Sobre o retorno dos jogos aqui no Brasil, o ídolo do Flamengo alerta sobre as responsabilidades dos clubes em respeitar os protocolos de saúde para que ninguém seja atingido. E cita o Flamengo como exemplo. "O Flamengo está respeitando um manual do departamento médico do clube, além dos órgãos de saúde. Todos os funcionários estão sendo testados. O Flamengo chegou num patamar que poucos times possuem, que respeita a volta em campo com segurança, o que gera uma tranquilidade".

Na verdade, o que mais preocupa o dirigente do Kashima é a situação dos clubes brasileiros em enfrentar a crise financeira pós-pandemia. Driblar as gestões, além dos contratos milionários pagos a jogadores durante as competições, será um desafio grande.

"Agora é hora das federações e a CBF ajudarem os clubes. O clube é o que tem de mais importante no futebol, precisa ser bem apoiado. Então, não dá para ter clubes pobres e federações ricas. Não é a federação que faz o futebol. A federação só existe por causa do clube".

Masashi Hara/Getty Images

Em casa, curtindo os frutos de "50 anos de trabalho"

O camisa 10 aproveita o isolamento social para curtir a família, a casa e os netos —além de descansar com alguns privilégios, como ele mesmo define. "Trabalhei por 50 anos, construí uma bela casa, um belo patrimônio, estou aproveitando essa quarentena para estar com quem eu amo, cuidar das plantas, brincar com os meus cachorros e treinar em companhia dos meus netos. Sei que muitos brasileiros não possuem esse privilégio, mas se precisarem sair de casa usem a máscara, por favor. Principalmente quem pertencer ao grupo de risco, como eu".

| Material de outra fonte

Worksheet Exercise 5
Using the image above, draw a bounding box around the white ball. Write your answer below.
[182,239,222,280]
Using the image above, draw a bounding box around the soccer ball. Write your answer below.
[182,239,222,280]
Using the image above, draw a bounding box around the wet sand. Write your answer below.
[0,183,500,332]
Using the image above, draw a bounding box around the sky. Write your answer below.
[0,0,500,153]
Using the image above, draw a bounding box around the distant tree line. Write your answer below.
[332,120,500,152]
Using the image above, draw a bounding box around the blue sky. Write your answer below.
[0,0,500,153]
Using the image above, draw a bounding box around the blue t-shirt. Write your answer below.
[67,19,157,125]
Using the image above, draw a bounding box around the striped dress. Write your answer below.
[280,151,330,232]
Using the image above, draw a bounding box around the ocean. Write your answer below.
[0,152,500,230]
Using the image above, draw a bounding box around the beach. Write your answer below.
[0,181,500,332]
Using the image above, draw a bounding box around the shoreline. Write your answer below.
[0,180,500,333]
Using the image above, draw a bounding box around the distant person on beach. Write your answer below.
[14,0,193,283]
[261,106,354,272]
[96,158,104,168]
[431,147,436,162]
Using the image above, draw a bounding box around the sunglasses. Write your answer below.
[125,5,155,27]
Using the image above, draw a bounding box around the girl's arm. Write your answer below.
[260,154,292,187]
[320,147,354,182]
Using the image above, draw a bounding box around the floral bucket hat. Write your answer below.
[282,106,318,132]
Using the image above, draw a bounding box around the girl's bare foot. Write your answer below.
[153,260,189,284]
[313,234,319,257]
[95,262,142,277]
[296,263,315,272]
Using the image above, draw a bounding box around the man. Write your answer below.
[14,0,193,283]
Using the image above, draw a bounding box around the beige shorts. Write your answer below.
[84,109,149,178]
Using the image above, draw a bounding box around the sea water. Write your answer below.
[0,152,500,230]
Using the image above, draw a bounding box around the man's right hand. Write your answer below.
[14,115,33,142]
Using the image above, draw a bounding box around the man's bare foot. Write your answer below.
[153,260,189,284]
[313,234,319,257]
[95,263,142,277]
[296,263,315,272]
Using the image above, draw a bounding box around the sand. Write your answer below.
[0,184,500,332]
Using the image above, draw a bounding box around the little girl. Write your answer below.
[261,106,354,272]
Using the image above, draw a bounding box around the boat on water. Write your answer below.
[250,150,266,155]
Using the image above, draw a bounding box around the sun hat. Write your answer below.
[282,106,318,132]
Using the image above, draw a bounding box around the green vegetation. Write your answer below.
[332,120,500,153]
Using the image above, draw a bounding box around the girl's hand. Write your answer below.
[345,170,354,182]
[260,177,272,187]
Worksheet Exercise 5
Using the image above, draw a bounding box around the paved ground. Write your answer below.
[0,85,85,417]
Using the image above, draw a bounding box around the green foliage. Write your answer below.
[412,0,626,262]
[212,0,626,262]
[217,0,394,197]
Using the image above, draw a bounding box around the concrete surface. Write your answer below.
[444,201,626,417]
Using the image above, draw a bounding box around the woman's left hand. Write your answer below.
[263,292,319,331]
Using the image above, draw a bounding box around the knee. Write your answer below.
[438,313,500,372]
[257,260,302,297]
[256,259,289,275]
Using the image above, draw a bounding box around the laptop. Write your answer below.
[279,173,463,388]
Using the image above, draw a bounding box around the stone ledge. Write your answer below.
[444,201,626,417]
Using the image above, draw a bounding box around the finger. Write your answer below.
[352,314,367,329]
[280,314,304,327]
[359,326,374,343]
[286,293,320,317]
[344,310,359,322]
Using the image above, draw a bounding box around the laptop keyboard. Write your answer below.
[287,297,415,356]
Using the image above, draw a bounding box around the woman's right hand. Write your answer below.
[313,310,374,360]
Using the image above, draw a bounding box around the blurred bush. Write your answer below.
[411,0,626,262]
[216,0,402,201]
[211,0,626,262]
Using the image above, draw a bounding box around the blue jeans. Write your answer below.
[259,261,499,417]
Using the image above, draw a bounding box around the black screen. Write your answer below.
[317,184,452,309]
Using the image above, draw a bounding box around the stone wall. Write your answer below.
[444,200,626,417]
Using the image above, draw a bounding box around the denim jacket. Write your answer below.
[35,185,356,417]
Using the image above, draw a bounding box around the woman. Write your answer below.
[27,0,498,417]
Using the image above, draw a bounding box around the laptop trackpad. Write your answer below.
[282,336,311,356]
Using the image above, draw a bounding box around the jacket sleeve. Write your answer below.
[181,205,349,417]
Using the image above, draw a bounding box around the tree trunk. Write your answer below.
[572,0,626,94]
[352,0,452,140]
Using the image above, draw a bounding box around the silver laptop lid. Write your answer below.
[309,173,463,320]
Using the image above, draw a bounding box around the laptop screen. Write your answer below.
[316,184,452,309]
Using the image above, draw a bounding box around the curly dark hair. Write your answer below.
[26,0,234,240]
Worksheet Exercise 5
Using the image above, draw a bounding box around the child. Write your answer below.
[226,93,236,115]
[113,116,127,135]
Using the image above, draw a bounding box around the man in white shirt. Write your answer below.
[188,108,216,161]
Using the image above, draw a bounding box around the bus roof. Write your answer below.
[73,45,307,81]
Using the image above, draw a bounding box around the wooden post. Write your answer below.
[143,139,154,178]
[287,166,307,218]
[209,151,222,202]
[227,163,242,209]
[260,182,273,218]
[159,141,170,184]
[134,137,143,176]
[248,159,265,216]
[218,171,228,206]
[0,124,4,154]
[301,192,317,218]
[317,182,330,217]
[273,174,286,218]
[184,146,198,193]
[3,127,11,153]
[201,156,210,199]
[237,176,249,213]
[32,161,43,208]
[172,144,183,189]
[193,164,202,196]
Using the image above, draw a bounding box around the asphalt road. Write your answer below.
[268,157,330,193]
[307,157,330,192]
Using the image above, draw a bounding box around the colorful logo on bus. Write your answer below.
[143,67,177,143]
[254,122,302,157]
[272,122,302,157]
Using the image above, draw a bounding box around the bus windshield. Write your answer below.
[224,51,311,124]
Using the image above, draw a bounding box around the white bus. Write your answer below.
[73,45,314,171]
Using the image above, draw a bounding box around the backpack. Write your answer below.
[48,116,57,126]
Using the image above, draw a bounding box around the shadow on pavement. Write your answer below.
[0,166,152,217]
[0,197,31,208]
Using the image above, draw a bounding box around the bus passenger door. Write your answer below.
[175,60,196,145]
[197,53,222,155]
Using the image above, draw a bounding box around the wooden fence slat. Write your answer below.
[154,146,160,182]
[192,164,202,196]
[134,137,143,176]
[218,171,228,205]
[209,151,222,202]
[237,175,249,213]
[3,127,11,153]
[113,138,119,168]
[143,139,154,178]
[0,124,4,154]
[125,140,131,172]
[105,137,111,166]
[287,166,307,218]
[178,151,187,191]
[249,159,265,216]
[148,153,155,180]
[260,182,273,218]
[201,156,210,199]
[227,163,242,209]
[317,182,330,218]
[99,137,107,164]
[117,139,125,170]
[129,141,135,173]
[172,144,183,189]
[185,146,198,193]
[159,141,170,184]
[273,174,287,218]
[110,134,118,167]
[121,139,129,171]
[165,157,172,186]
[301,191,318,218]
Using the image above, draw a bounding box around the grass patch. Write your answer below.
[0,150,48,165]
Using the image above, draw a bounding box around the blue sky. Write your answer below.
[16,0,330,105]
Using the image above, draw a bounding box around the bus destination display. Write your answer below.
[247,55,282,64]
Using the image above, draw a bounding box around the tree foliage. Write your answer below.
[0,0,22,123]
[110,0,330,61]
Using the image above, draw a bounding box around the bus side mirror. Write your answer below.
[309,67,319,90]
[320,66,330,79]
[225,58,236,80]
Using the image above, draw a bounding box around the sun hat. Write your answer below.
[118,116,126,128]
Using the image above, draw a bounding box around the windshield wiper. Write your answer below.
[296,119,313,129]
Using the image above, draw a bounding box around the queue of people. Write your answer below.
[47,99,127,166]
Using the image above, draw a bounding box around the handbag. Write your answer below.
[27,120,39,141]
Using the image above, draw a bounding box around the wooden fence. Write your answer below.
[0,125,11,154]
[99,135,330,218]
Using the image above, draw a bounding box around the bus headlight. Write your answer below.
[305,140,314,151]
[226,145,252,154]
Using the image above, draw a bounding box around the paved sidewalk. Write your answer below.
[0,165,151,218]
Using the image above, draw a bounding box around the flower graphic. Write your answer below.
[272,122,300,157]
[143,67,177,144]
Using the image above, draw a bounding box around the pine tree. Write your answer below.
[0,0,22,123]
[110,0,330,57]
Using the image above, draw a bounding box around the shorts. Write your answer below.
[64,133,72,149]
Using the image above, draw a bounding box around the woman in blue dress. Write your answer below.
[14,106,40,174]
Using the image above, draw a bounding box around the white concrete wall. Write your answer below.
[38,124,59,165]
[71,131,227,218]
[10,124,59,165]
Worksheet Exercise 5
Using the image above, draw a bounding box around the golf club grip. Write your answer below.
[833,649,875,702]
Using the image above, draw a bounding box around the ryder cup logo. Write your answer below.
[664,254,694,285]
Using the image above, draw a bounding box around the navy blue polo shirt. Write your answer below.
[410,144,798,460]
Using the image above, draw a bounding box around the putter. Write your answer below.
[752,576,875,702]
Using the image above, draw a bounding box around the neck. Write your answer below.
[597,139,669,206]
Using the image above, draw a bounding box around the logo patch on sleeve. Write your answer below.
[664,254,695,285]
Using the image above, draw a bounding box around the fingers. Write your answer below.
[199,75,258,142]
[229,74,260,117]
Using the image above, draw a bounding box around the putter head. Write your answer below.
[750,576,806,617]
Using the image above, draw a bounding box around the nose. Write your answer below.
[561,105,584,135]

Ele tem dividido o seu tempo de lazer com exercícios físicos, respeitando todas as orientações e cuidados relativos as recomendações dos órgãos de saúde. Para manter em ordem a saúde mental, o ex-jogador ainda assiste a bons filmes e se dedica ao seu canal de entrevista no Youtube, "Canal Zico 10", com mais de um milhão e duzentos mil inscritos, que recebe celebridades do mundo esportivo.

"Precisamos fazer boas ações todos os dias, e não somente na pandemia. A gente vai precisar aprender muito com tudo isso que está acontecendo. Só lamento as vidas perdidas até aqui. A nossa vida e o que temos de mais importante pela nossa passagem aqui na terra".